“Most days I’m like the other birds. Other days though, I’m not. And I have to be very brave.”
Avery, a new children’s book produced through a collaboration between the University of Cambridge and Anglia Ruskin University, tells the story of a young bird who is born to be different from other birds.
The book is the brainchild of Professor Lucy Raymond, a rare disease expert at the University of Cambridge, who wanted to create something for children and parents to share about their illness and about taking part in research.
“Being born with a genetic disease can be confusing and frightening, not only for a child, but also their parents and siblings,” says Lucy. “We created this children’s book to help parents start what is often a difficult conversation with their child. It’s to help the children make sense of what’s happening to them. But it’s also to include siblings in what is happening to their brother or sister.”
To help realise her ambition, Lucy worked with children’s illustrator Marta Altes, whom she met through the Cambridge School of Art at Anglia Ruskin University, where Marta obtained her MA in Children’s Book Illustration. Marta had previously produced children’s book My Grandpa, which aims to help children understand old age and how the elderly are different from them.
“This was an amazing project to be involved with, but I felt a real pressure to get it right for the sake of the families who I hope will read the book,” says Marta.

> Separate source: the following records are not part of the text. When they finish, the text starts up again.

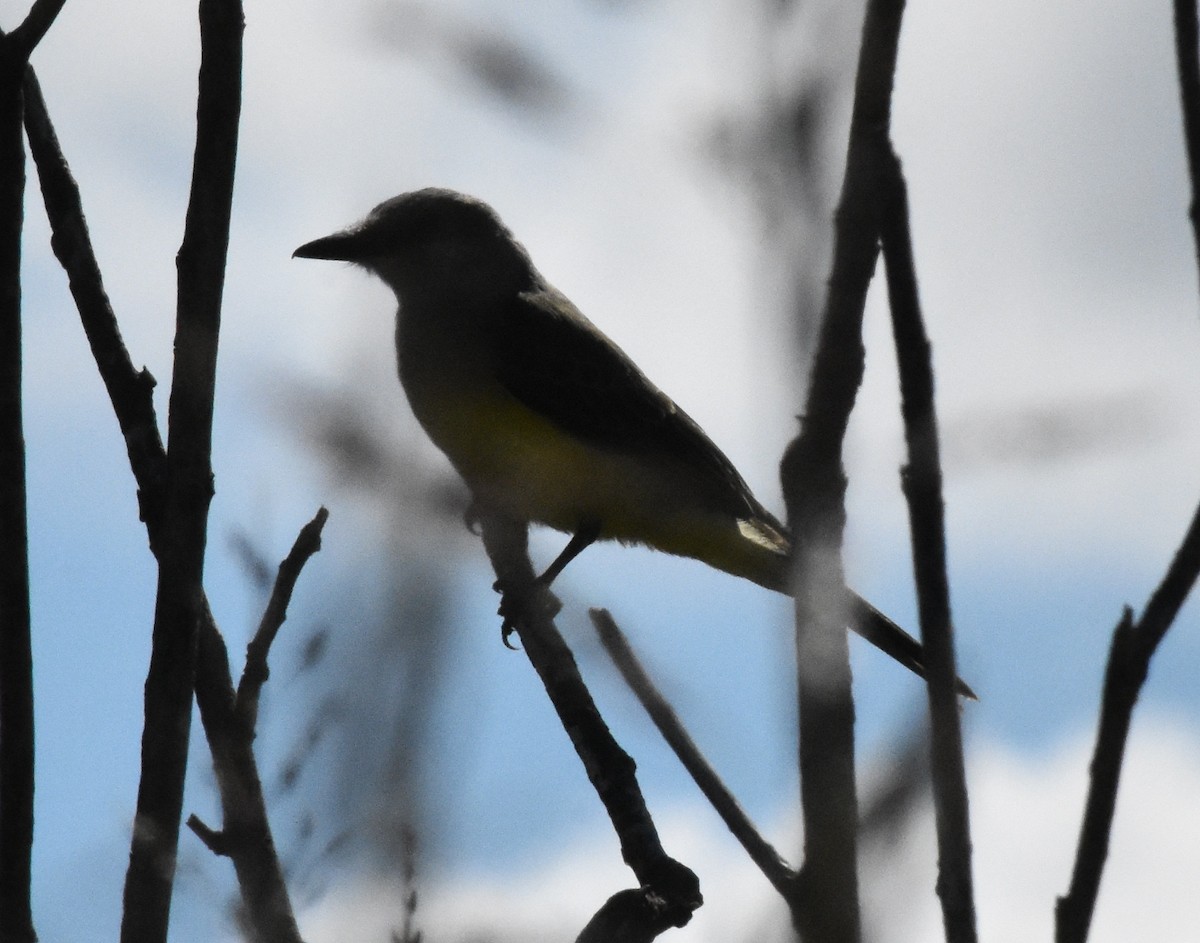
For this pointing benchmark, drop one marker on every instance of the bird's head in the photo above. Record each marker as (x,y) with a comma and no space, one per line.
(431,240)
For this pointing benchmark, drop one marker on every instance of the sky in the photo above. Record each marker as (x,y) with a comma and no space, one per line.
(1044,157)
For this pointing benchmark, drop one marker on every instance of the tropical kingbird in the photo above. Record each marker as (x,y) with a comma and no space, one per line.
(545,418)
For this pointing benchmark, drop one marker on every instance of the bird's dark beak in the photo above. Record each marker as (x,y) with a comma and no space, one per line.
(340,246)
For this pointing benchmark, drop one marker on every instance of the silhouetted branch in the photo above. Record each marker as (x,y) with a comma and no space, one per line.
(255,672)
(16,652)
(1133,646)
(130,391)
(16,649)
(1187,61)
(245,835)
(827,907)
(610,769)
(923,488)
(25,37)
(201,282)
(761,852)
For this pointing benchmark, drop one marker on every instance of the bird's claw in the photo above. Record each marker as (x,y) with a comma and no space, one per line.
(519,604)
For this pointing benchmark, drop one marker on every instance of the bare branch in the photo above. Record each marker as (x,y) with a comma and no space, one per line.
(610,769)
(761,852)
(261,876)
(1133,647)
(16,652)
(827,906)
(923,490)
(31,30)
(255,673)
(178,611)
(1187,61)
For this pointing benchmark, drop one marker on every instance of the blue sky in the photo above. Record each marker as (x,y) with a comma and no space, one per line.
(1045,166)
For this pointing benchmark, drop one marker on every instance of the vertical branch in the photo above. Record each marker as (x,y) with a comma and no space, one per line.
(814,488)
(1134,643)
(179,607)
(671,887)
(1133,647)
(923,488)
(1187,61)
(16,654)
(16,644)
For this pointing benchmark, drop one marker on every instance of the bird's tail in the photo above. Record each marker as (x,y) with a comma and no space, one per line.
(773,569)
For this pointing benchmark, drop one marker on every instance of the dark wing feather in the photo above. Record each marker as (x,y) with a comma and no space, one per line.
(559,365)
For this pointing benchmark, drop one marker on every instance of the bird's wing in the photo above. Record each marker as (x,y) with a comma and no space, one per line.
(555,361)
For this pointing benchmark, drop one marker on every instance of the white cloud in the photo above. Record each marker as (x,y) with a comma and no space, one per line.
(1025,820)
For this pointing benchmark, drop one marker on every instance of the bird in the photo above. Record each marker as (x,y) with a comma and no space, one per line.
(545,418)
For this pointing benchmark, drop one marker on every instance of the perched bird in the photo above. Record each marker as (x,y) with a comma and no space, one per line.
(544,416)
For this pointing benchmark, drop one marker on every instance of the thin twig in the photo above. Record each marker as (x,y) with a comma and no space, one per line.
(245,835)
(269,913)
(611,770)
(761,852)
(1187,61)
(923,490)
(1133,647)
(17,768)
(255,672)
(201,281)
(1134,643)
(16,650)
(29,34)
(827,906)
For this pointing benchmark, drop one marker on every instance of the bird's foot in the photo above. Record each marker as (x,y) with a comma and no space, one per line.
(520,604)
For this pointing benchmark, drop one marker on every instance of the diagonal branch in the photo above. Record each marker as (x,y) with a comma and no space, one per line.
(16,647)
(923,490)
(131,392)
(827,906)
(1133,647)
(669,884)
(761,852)
(178,611)
(245,834)
(1187,61)
(29,34)
(255,672)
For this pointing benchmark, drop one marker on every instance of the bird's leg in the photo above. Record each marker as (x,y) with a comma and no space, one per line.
(585,536)
(516,600)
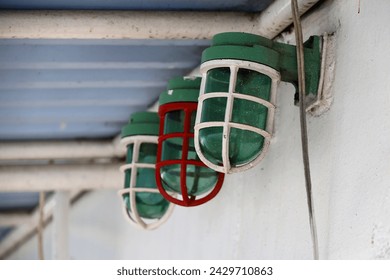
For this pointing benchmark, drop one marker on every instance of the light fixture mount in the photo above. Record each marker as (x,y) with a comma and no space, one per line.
(236,109)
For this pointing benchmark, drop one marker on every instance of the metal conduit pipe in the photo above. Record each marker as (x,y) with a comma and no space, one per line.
(44,24)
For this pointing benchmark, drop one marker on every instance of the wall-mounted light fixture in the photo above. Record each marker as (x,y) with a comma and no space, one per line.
(178,168)
(240,73)
(143,205)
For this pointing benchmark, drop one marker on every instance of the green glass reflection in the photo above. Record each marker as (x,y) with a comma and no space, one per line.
(244,146)
(174,121)
(217,80)
(149,205)
(199,180)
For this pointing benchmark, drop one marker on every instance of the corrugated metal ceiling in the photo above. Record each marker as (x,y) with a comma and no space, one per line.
(75,89)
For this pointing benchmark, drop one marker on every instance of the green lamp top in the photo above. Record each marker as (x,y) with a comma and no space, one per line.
(242,46)
(181,89)
(141,123)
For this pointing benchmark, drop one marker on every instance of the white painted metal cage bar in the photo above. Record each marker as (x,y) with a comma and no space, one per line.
(132,214)
(234,66)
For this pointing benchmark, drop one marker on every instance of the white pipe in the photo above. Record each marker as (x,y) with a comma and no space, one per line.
(48,150)
(60,177)
(145,25)
(16,238)
(60,237)
(13,219)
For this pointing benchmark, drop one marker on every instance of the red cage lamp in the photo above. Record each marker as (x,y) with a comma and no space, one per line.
(178,168)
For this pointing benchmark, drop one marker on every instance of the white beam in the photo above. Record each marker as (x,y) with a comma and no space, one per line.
(50,150)
(14,219)
(60,177)
(145,25)
(60,237)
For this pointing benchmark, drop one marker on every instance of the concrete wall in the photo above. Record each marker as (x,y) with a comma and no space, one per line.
(262,213)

Over the course of a year, Lucy and Marta worked together closely to develop the character of Avery and the story, bringing in situations that reflected the real experiences of families affected by these rare diseases.

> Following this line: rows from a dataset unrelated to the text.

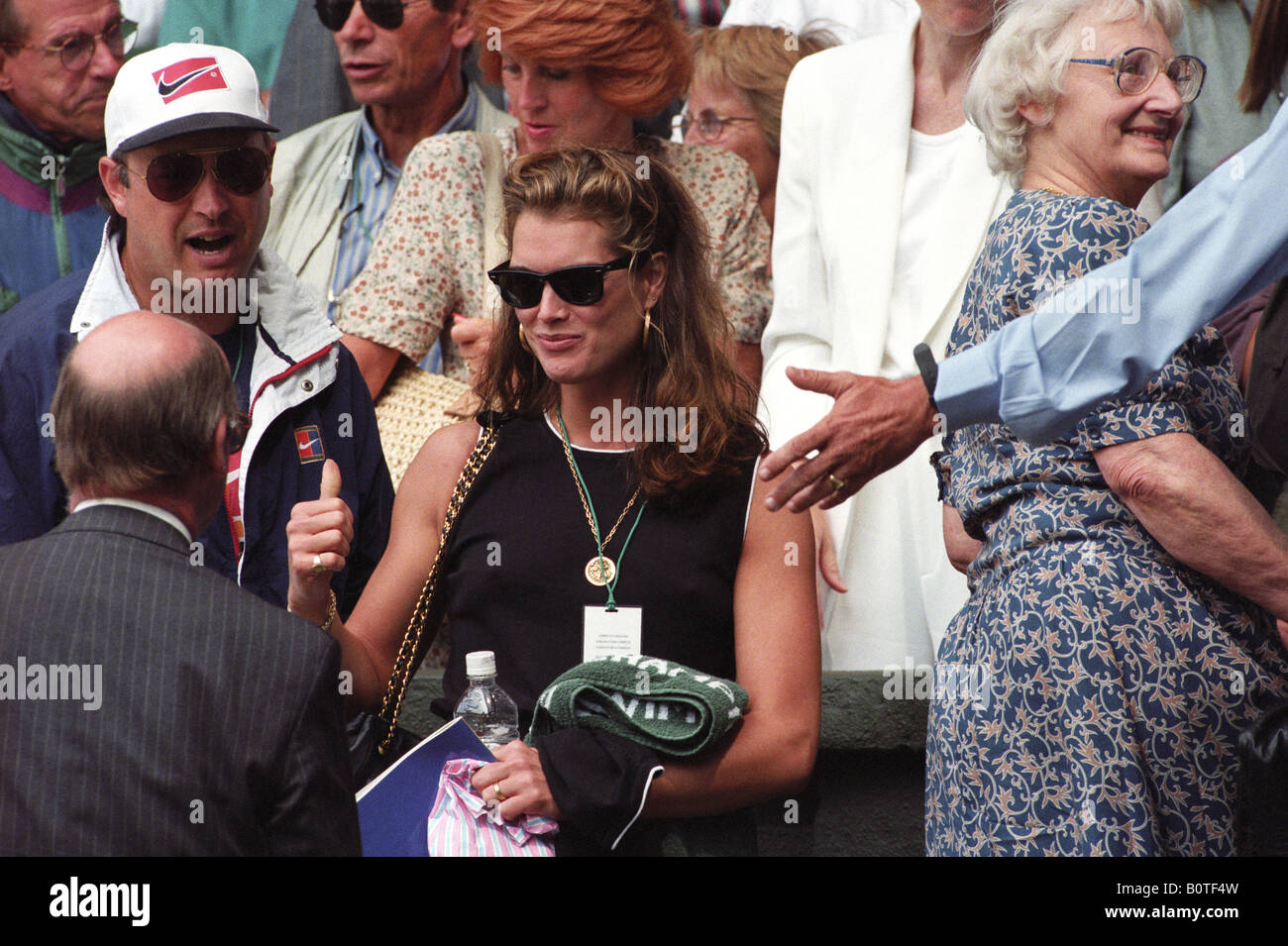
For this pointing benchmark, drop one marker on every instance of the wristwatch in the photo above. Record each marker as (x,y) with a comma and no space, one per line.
(925,360)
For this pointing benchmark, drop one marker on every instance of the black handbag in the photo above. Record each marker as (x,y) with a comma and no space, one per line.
(1261,807)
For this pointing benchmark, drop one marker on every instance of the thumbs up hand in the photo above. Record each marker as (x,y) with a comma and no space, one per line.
(317,541)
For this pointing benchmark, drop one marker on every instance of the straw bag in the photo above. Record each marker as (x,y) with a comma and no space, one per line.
(415,403)
(412,405)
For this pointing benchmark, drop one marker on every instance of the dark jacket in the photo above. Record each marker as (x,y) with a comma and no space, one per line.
(301,379)
(162,710)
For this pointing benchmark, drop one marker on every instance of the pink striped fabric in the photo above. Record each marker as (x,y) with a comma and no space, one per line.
(463,825)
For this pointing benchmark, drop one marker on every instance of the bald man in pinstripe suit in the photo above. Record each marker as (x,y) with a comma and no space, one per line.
(150,706)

“We felt that Avery couldn’t be a child, but should be an animal, and we decided not to say whether Avery is a boy or a girl: it’s up to the reader to decide,” says Marta. “That way, all children would be able to relate to the story, no matter who they were.

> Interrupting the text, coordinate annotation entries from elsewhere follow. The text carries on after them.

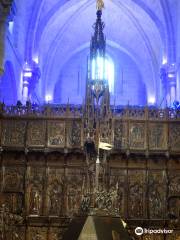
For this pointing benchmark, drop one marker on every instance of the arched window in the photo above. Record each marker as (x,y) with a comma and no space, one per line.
(104,70)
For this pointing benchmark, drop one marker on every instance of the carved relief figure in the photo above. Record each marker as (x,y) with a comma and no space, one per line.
(156,194)
(74,194)
(56,133)
(157,138)
(55,198)
(35,201)
(136,197)
(137,135)
(13,179)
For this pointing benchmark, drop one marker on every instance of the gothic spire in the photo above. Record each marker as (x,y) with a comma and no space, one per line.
(98,41)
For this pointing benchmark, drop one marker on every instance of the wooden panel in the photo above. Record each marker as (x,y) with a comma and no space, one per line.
(13,178)
(118,191)
(137,136)
(136,193)
(158,138)
(55,192)
(75,182)
(74,134)
(36,133)
(120,135)
(56,134)
(35,184)
(157,194)
(13,134)
(174,136)
(37,233)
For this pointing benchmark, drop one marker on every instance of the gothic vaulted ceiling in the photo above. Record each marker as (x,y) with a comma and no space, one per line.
(143,29)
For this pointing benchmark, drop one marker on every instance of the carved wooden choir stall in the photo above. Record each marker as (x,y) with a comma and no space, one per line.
(52,168)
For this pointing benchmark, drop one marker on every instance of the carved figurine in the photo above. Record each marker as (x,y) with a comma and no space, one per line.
(35,201)
(100,5)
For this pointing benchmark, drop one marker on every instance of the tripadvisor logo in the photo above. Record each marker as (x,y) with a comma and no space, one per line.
(139,231)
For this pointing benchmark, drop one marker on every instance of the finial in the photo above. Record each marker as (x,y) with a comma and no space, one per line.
(100,5)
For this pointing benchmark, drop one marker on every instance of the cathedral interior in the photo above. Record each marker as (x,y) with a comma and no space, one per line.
(89,119)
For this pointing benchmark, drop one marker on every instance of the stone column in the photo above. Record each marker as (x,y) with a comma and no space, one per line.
(31,76)
(168,74)
(5,8)
(172,74)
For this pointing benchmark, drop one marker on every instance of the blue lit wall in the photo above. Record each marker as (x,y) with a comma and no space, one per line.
(56,34)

“We came up with the idea of making Avery a bird who couldn’t fly as well as its own brother or sister — there’s something poetic and very moving about this.”
In the story, we hear how Avery plays with friends, but sometimes struggles to keep up, and how sometimes their condition means they spends time in hospital.
There is a message of hope in the book, however, which reflects Lucy’s own work aimed at understanding the causes of genetic disease — and, ultimately, developing new treatments.
“There are lots of birds to help us. And there are lots of families like us. When we are together, we can find new ways to explore, and together, we can find new ways to soar.”
For her studies, Lucy recruits families from all over the UK. She is currently leading IMAGINE ID, a research project funded by the Medical Research Council, which looks at how a child’s DNA affects development, particularly in relation to learning disorders. The study wants to answer a question parents often ask when their child has a genetic condition: “So what does this mean for my child?”
“One of the reasons for producing the book was because there was a gap between the people who take part in our research — the children — and the people who give their consent, their parents,” says Lucy. “Of course, the children are too young to fully understand what’s happening, which is why their parents provide consent, but we hope this book will help them understand the amazing contribution they are making towards understanding these diseases.”
Lucy and Marta produced Avery after speaking to families taking part in IMAGINE ID. Each participating family now receives a copy of the book as a ‘thank you’ for taking part, and Lucy hopes to be able to offer the book to other families with a child affected by a genetic illness.
Avery is now available to order online and costs £8 within the UK and £10 outside of the UK (P&P included).